Mairead Small Staid’s debut, The Traces: An Essay (A Strange Object, Sept.), tackles an idea she thinks a lot of young writers shy away from: happiness. “I thought my pain was the most interesting thing about me, and it took a while to shake off that idea,” Staid says. “But I became intrigued by happiness and by what it could offer as a concept, intellectually, aesthetically, and as a form.”

The work grew out of an essay Staid started writing in 2014 about Italy, the novelist Cesare Pavese, depression, and suicide. “I had notes compiled for a year or more, and it just didn’t work,” she says. “It kept accruing new material to itself without really taking a shape.” As she continued working on it, she reread Italo Calvino’s Invisible Cities. That’s when she realized she had a book on her hands—one that would examine memory, literature, “the nature of happiness,” and her time traveling in Italy.

Calvino’s novel became the organizing principal behind The Traces. “Once I had kind of stolen the structure, which I hope he wouldn’t mind, it became a lot easier to fit all of these accumulated materials and fragments into a whole,” Staid says. She finished it “in a flurry” in 2017, while at Exeter on a George Bennett Fellowship.

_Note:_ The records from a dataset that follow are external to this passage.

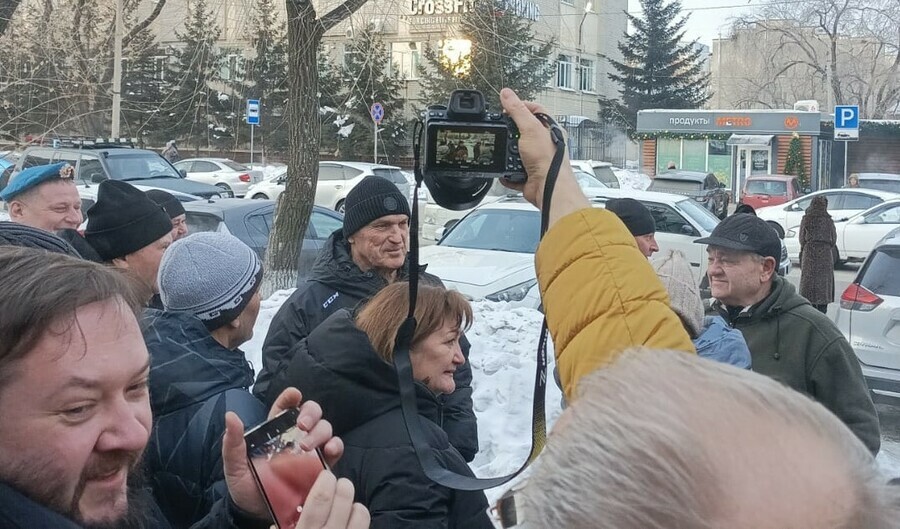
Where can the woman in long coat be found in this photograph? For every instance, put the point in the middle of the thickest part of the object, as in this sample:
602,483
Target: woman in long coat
817,240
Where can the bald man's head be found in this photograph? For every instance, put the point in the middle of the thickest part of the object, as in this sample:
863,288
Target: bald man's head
662,439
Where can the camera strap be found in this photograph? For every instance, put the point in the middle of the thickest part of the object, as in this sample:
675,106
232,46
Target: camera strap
424,453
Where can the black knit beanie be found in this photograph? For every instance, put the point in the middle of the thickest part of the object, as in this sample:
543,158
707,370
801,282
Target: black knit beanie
124,220
169,203
374,197
15,234
636,216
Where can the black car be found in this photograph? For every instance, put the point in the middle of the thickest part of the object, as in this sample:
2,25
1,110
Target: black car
252,220
97,162
705,188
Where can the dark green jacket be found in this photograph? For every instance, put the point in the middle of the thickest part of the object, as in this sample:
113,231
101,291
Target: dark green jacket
796,344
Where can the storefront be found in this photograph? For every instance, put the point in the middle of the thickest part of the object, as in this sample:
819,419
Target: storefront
730,144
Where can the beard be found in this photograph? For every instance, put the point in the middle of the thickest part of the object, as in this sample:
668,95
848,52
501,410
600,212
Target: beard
39,481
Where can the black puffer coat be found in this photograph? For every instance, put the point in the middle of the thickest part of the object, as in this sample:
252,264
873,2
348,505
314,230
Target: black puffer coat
334,283
194,380
359,394
817,239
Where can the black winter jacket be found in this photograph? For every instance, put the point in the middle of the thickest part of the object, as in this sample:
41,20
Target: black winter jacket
334,283
194,380
359,394
20,512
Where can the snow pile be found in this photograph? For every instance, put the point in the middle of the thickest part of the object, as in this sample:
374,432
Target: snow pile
632,179
504,341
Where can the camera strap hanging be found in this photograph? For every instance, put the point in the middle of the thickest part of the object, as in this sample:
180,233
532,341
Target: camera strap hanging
427,459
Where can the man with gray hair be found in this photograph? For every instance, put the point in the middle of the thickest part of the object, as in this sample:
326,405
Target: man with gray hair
660,440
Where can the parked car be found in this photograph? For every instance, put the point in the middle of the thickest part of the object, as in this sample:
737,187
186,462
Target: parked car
842,203
232,177
770,190
869,316
336,179
489,254
705,188
857,235
883,181
98,162
251,222
601,170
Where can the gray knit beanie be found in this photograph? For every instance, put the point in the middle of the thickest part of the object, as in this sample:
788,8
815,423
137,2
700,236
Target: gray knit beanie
674,271
211,275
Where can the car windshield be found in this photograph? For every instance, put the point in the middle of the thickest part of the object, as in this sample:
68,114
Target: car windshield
505,230
235,166
679,187
139,166
767,187
701,215
882,184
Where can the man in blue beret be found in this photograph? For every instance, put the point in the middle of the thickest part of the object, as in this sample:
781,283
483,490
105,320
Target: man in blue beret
44,197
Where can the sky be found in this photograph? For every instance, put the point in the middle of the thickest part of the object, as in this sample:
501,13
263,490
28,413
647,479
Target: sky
708,17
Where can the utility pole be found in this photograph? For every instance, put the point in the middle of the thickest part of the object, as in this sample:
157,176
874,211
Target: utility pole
117,70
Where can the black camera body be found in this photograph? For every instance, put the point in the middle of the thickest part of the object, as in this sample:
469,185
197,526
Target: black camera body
465,140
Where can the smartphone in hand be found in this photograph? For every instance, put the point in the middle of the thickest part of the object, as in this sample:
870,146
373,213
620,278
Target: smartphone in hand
284,472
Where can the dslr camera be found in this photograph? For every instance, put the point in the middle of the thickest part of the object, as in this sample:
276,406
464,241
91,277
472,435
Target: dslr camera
466,148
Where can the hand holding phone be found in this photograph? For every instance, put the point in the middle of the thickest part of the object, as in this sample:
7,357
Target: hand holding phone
283,470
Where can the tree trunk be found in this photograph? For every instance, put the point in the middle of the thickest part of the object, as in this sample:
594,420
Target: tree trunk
295,204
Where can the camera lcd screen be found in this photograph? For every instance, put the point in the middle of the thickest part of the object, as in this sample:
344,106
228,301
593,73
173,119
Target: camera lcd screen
467,148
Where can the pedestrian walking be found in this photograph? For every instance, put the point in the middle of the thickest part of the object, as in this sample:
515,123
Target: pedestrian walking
817,240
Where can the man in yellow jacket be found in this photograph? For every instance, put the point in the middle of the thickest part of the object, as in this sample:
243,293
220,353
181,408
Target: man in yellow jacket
601,296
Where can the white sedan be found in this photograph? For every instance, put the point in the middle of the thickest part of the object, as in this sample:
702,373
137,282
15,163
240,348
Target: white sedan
232,177
857,235
842,203
489,254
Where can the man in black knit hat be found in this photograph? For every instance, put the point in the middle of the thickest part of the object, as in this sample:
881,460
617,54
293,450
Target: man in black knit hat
638,220
357,261
128,230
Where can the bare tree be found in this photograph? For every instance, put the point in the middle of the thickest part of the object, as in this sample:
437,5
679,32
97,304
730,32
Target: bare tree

Staid has an MFA in poetry from the University of Michigan, and that training is in large part what made her writing stand out to Jill Meyers, cofounder and editorial director at A Strange Object. It gave Staid a particular eye for imagery, Myers says. “The way that she describes the world and engages with art is so dynamic. She’s able to keep so many topics in play, she can really marshal so many ideas and keep you moving between those ideas. It’s done in a gorgeous way.”

Staid notes that what she admires about Invisible Cities is that it’s a conversation—one that she’s eager for The Traces to join. “I’m drawing on all these thinkers that I admire, and that conversation needs a reader. The book begins with the word you in the very first line. I’m hopeful that people will enjoy being part of that.” —C.R.